Our culture tends to treat work as a necessary evil. A means to an end. But what end exactly? We’ve heard it a million times: go to work to make the money to survive and get the stuff that isn’t actually satisfying so what exactly am I doing here anyway. There seems to be a growing dissatisfaction with working for the weekend. Maybe if we can all remember how to work like children, we can help the children never forget how to do that in the first place.
It seems to me that a tendency to look towards an end goal or some sort of outside validation for our work begins early on. As parents, we are amazed with our children’s every move and want to support their ever growing curiosities by encouraging all of their endeavors. So we often end up praising their efforts with continual “good job”s, unthinkingly placing our own value judgment onto every task. We want our children to know that we appreciate what they are doing. But this very well-meaning habit can actually diminish internal motivation and confidence. Praise might increase a behavior in the short-term, but a child quickly learns to complete a task for an external reward rather than following her own internal drive.
I’ve been working to rewire this tendency in myself for years now. While I certainly find enjoyment in my own work, I still have a desire to seek outside approval rather than just be content with my own efforts. It’s why I post things on Facebook and judge my worthiness as a human being by the number of likes it receives.

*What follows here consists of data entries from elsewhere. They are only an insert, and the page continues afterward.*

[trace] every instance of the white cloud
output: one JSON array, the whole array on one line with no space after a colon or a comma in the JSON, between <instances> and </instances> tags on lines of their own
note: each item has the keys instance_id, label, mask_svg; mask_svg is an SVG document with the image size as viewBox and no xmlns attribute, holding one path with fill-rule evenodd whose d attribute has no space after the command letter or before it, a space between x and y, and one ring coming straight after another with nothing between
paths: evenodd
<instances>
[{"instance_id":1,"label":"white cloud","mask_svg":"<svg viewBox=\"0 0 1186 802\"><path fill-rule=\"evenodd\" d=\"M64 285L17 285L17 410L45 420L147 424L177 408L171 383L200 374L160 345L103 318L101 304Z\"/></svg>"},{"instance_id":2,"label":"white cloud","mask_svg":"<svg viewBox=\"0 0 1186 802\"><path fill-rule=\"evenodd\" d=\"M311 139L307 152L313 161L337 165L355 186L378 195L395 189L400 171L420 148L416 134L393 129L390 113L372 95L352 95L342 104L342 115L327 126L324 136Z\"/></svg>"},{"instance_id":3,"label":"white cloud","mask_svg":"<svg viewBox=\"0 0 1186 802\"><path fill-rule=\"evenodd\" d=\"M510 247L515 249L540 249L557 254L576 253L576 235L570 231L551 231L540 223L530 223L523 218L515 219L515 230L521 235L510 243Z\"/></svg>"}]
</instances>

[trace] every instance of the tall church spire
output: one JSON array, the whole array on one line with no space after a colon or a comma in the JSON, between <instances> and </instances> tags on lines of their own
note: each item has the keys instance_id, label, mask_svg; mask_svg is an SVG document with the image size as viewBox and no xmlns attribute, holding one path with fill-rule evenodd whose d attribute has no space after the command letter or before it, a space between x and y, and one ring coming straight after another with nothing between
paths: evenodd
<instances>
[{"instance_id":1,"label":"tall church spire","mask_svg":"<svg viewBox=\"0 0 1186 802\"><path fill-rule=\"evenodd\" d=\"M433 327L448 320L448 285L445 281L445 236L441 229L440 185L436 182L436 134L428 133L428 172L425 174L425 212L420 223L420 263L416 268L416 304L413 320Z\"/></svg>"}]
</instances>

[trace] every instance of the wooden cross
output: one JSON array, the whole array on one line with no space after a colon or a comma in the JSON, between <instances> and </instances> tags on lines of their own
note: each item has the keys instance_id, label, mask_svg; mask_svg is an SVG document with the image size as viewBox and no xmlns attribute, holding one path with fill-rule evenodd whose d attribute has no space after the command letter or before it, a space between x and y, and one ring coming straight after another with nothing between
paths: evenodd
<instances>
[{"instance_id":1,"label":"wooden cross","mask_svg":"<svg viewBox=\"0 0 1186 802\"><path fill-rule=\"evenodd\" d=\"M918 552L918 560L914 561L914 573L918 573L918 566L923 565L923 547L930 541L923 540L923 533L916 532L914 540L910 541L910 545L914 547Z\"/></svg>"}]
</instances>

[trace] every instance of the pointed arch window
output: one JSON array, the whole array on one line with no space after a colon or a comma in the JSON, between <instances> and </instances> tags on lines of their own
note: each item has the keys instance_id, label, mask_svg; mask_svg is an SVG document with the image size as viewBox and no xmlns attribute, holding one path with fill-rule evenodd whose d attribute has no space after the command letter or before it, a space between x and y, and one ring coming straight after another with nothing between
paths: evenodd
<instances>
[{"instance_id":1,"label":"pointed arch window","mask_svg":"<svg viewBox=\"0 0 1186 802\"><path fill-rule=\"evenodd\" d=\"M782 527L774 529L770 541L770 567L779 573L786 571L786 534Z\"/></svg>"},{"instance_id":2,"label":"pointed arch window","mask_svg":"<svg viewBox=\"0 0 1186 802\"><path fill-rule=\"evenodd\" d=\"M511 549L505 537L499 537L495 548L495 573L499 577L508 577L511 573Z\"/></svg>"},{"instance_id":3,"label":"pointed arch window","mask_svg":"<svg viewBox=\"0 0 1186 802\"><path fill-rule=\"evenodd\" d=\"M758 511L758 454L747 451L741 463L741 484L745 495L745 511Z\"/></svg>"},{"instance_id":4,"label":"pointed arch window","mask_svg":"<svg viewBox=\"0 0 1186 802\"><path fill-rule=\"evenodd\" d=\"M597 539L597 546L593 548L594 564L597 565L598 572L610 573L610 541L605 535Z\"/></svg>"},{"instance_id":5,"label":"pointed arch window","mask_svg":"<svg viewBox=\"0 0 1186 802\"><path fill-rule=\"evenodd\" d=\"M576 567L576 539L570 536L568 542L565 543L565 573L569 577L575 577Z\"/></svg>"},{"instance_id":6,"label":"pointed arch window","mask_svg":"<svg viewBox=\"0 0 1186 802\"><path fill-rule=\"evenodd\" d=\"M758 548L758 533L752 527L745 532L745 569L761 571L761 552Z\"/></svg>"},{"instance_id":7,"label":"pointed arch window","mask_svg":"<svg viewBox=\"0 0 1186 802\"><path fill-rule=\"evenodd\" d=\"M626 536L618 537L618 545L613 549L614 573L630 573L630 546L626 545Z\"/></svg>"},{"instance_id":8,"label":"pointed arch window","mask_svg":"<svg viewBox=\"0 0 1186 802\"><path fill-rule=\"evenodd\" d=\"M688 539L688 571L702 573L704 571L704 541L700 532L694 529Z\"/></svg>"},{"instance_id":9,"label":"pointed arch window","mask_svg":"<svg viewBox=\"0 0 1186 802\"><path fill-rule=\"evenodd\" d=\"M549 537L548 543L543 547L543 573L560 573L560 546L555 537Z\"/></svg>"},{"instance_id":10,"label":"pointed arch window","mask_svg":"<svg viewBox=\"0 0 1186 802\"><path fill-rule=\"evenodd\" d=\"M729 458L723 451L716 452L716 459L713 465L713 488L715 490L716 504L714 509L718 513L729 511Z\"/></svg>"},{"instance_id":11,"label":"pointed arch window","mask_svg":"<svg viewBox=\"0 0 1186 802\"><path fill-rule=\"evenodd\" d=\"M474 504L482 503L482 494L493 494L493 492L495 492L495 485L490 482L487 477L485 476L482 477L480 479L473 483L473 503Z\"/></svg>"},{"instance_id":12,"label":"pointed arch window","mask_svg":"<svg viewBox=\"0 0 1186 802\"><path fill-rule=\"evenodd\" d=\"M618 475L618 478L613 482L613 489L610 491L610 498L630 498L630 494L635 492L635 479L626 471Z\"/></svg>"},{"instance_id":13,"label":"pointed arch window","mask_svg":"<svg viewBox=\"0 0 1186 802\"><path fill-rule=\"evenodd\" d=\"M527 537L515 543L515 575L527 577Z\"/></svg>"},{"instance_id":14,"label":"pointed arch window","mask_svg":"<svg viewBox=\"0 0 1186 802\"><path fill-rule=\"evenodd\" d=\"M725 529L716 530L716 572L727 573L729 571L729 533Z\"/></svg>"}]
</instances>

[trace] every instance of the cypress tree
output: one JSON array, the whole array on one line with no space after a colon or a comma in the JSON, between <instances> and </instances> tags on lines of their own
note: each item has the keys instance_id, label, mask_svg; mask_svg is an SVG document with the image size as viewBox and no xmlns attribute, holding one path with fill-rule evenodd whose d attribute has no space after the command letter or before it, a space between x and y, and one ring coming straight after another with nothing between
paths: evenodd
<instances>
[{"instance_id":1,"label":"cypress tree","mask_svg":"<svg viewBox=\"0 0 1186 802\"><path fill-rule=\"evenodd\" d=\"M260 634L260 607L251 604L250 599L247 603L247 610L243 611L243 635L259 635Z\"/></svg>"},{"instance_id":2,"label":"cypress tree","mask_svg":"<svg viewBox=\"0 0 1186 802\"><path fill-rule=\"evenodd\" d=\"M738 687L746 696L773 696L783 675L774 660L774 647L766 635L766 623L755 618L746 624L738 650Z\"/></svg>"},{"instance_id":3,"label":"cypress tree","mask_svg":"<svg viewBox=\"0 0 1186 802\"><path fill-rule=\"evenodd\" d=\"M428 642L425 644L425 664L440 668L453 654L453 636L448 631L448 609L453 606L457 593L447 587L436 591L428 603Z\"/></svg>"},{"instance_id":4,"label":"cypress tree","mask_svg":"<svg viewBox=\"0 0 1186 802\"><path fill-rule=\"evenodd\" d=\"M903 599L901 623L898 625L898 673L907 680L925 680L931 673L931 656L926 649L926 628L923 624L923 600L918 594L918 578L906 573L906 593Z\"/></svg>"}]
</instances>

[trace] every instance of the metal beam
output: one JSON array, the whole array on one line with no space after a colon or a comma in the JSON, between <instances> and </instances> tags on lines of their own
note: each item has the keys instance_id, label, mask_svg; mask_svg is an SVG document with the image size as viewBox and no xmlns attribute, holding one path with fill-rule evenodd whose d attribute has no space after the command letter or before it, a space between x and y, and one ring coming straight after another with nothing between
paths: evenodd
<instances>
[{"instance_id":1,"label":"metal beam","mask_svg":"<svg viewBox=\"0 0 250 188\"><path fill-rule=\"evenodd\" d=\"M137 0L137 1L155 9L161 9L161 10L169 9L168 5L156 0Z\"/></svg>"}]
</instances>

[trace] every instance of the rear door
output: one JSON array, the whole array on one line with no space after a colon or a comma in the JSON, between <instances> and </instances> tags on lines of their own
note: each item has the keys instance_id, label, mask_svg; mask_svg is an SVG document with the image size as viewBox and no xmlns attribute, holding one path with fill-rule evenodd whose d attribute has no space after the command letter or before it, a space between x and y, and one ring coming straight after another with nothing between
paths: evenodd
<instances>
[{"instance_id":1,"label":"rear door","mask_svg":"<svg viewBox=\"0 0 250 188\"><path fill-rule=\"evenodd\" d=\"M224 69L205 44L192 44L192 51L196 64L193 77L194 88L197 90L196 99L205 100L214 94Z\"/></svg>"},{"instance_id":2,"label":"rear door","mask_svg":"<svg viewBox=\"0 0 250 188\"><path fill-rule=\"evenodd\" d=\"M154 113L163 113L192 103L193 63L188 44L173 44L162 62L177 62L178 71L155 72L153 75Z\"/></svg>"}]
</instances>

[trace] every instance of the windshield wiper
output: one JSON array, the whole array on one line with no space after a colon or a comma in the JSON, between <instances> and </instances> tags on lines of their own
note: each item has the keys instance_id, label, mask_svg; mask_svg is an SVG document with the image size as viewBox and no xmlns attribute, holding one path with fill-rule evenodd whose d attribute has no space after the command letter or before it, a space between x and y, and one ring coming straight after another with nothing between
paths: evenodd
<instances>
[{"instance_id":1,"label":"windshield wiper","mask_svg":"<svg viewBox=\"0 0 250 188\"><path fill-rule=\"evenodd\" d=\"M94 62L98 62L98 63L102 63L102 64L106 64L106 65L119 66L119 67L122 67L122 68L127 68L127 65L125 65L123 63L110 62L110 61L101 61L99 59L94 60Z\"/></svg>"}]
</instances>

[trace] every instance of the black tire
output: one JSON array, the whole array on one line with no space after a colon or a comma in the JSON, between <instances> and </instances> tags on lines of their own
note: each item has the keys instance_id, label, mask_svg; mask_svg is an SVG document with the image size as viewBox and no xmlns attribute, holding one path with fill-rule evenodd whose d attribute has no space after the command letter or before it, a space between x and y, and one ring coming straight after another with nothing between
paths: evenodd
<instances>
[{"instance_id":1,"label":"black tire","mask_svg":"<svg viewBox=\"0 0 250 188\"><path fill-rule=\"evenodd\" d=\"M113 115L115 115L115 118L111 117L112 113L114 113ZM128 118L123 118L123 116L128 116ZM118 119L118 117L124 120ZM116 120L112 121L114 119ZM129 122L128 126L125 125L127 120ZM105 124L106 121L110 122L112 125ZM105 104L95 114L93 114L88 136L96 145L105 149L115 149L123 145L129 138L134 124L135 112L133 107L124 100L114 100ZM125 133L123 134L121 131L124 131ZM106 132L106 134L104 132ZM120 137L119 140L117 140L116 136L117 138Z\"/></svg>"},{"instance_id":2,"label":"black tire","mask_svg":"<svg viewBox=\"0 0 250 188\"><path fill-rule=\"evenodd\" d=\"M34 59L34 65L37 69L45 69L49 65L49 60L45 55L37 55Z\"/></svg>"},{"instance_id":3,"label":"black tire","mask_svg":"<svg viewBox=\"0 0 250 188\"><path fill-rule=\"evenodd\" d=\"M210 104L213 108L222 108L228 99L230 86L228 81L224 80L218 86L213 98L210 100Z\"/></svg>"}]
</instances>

Where were we? Practical life. Yes. Young children enjoy chores. I might balk at a pile of dishes because there’s nobody around to cheer me through the process or grade my efforts at the end of the day. But Micah reminds me to delicately pop the bubbles, let the water slowly trickle over my fingertips and enjoy that lovely scrubbing sensation. Montessori would call these sensory experiences the “points of interest” in an activity. Points of interest are excellent building blocks for future materials. Bubbles have been capturing Micah’s attention lately, so after a trip to the pumpkin patch we decided to do a little pumpkin scrubbing.
Those pursed lips are a sure sign that Micah is engaged with his work. Or sleeping. Or practicing his Blue Steel.
Also, when a child is particularly drawn to a certain point of interest it can be a clue that he is working to master a specific skill. Micah is currently fascinated with the zipper on his jacket so once I find a moment, I plan to craft him up one of these:
The zipper frame isolates that point of interest so he can practice the skill until he masters it. This is the general framework I plan to use for all of Micah’s education: observe his work and support his natural interests.
As Montessori says: Follow the child, they will show you what they need to do, what they need to develop in themselves and what area they need to be challenged in. The aim of the children who persevere in their work with an object is certainly not to “learn”; they are drawn to it by the needs of their inner life, which must be recognized and developed by its means.
Micah loves watching grown-ups work these days. He’ll often haul the big broom over, place it in my hands, then sit on the floor and stare at me until I start sweeping. If Mike [husband] pulled that stunt, I might find another use for that broom.
Most mornings, Micah wakes me up as though he’s putting an end to my sleep scene in a movie. “Cut! Cut!” he says.
He’s telling me he’s ready for his favorite part of breakfast: cutting whatever fruit we have on tap. Next he’ll be helping me chop veggies for dinner.
And one more for now: dog food filling. This has been very helpful in directing his fascination with dog food towards something more productive than his mouth.